I have a self-built PC (Win7, AMD A10-7850K Kaveri / Radeon-7, Gigabyte mobo) that had been working reasonably well, but started acting up (reboots, powering off with no warning, etc). Usually, it would recover OK, but (predictably) one of the reboots screwed up Windows, and that escalated into a mess.

I managed to get things booting again, refreshed hard disks, etc., but it was really difficult to find recent troubleshooting information -- there's a ton of content pharms that just repost Q/A threads, and they cruft up Google results so you can't find anything.

In the course of repairing the machine, I had a lot of freak reboots and apparent video-related crashes (the machine would hang while making or restoring a backup, with graphic artifacts). I suspect either heat or Radeon video drivers, but don't really have a way to figure out for sure. It's probably in the realm of overclockers, hardcore gamers and other PC tweakers.

I'd like to find a community where those kinds of questions would reach competent people. Is there anything better than StackOverflow (maybe the SuperUser forum)?
posted by spacewrench to Computers & Internet (5 answers total)
 
Best answer: Reddit's /r/buildapc might be worth a shot.
posted by lozierj at 12:33 PM on August 8, 2017


Best answer: If you haven't already, remove your CPU heatsink, clean the thermal grease, reapply, and reseat it. Most of what you're doing is not graphics intensive and would not cause a gaphics card to overheat, but if your CPU overheats, you would see this kind of behavior. Depending on the age of the build, the thermal paste may be past it's prime. Make sure the CPU heatsink is seated correctly as well. I had a similar issue years ago, and it was because one of the heatsink hold-downs had broken.
posted by cosmicbandito at 1:47 PM on August 8, 2017 [1 favorite]

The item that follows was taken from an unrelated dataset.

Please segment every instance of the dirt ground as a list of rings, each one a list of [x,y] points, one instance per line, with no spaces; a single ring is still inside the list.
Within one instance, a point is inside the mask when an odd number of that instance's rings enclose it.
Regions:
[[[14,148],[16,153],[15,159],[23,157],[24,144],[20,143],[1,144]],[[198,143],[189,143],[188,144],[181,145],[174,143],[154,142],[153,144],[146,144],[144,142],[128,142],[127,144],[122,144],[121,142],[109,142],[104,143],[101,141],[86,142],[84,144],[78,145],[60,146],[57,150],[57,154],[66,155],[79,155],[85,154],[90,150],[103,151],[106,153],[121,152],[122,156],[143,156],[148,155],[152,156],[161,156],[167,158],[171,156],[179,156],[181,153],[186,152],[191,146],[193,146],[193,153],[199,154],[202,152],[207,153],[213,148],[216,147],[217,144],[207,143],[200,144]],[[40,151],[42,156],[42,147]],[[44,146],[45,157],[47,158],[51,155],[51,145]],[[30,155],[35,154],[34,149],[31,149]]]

Best answer: In addition to the above, this could be:
* Display (or other) drivers. The display driver is easy to update, so try that first.
* Your GPU heatsink, which might need to be reseated with new heatsink paste or has a non-functioning fan.
* Other fans (CPU fan in particular) that are gummed up with crud.
* A power supply issue
* A failing hard drive. Scan your hard drive with Checkdisk to see if that's an issue.

If you're getting constant problems, reboot into Safe Mode. Since Safe Mode only loads basic drivers, whether you see problems there or not will tell you if Windows drivers are the issue or if you have some sort of a hardware problem.

How To Geek is generally a good source for how to accomplish tech tasks.
posted by cnc at 1:56 PM on August 8, 2017


Try taking out your video card altogether and try booting with just the onboard video and troubleshoot from there.
posted by TomFoolery at 2:34 PM on August 8, 2017


Response by poster: Thanks, everyone! I don't have a separate graphics card (the R7 is built into the CPU). I suspected an underperforming heat sink, so I'd replaced it with a closed-system water block, but that didn't make a difference. And weirdly, it was in Safe Mode (or boot-from-recovery-CD-and-restore-system-image) when I had the most crashes. Now that the disk is recovered and I'm booting the system normally, it's working harder and hasn't crashed yet.

The AMD drivers seem to install a bunch of other crap (which is suspicious), plus the latest version of the driver won't install at all, with no Googleable error message. I don't know whether it's the fact that Win7 is obsolete, or AMD software sucks, or there's a hardware problem with my machine.

Anyway, I've got some new things to try, and I've ordered a lower-end AMD CPU to see whether it's something related to the high-end chip or the video drivers.